Create ScaledObject resource that contains the information about your application (the scale target), the external scaler service, Cosmos DB containers, and other scaling configuration values. Check ScaledObject specification and External trigger specification for information on different properties supported for ScaledObject and their allowed values.

You can use file deploy/deploy-scaledobject.yaml as a template for creating the ScaledObject. The trigger metadata properties required to use the external scaler for Cosmos DB are described in Trigger Specification section below.

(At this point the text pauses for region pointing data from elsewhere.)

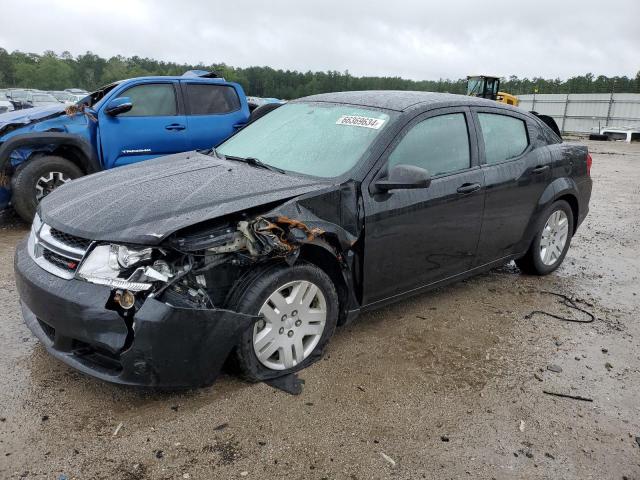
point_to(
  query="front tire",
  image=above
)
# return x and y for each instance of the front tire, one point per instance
(552, 241)
(299, 310)
(37, 179)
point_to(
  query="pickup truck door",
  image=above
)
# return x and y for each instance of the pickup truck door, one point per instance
(214, 111)
(155, 125)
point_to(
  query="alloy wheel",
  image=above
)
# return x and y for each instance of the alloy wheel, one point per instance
(292, 323)
(555, 235)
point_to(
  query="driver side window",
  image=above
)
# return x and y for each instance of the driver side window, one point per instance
(151, 100)
(438, 144)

Note: If you are having trouble setting up the external scaler or the listener application, the step-by-step instructions for deploying the sample application might help.

Trigger Specification

The specification below describes the trigger metadata in ScaledObject resource for using 'KEDA external scaler for Cosmos DB' to scale your application.

  triggers:
    - type: external
      metadata:
        scalerAddress: external-scaler-azure-cosmos-db.keda:4050 # Mandatory. Address of the external scaler service.
        connection: <connection>               # Mandatory. Connection string of Cosmos DB account with monitored container.
        databaseId: <database-id>              # Mandatory. ID of Cosmos DB database containing monitored container.
        containerId: <container-id>            # Mandatory. ID of monitored container.
        leaseConnection: <lease-connection>    # Mandatory. Connection string of Cosmos DB account with lease container.
        leaseDatabaseId: <lease-database-id>   # Mandatory. ID of Cosmos DB database containing lease container.
        leaseContainerId: <lease-container-id> # Mandatory. ID of lease container.
        processorName: <processor-name>        # Mandatory. Name of change-feed processor used by listener application.

Parameter List

  • scalerAddress - Address of the external scaler service. This would be in format <scaler-name>.<scaler-namespace>:<port>. If you installed Azure Cosmos DB external scaler Helm chart in keda namespace and did not specify custom values, the metadata value would be external-scaler-azure-cosmos-db.keda:4050.

  • connection - Connection string of the Cosmos DB account that contains the monitored container.

  • databaseId - ID of Cosmos DB database that contains the monitored container.

  • containerId - ID of the monitored container.

  • leaseConnection - Connection string of the Cosmos DB account that contains the lease container. This can be same or different from the value of connection metadata.

  • leaseDatabaseId - ID of Cosmos DB database that contains the lease container. This can be same or different from the value of databaseId metadata.

  • leaseContainerId - ID of the lease container containing the change feeds.

  • processorName - Name of change-feed processor used by listener application. For more information on this, you can refer to Implementing the change feed processor section.

Note Ideally, we would have created TriggerAuthentication resource that would have prevented us from adding the connection strings in plain text in the ScaledObject trigger metadata. However, this is not possible since at the moment, the triggers of external type do not support referencing a TriggerAuthentication resource (link).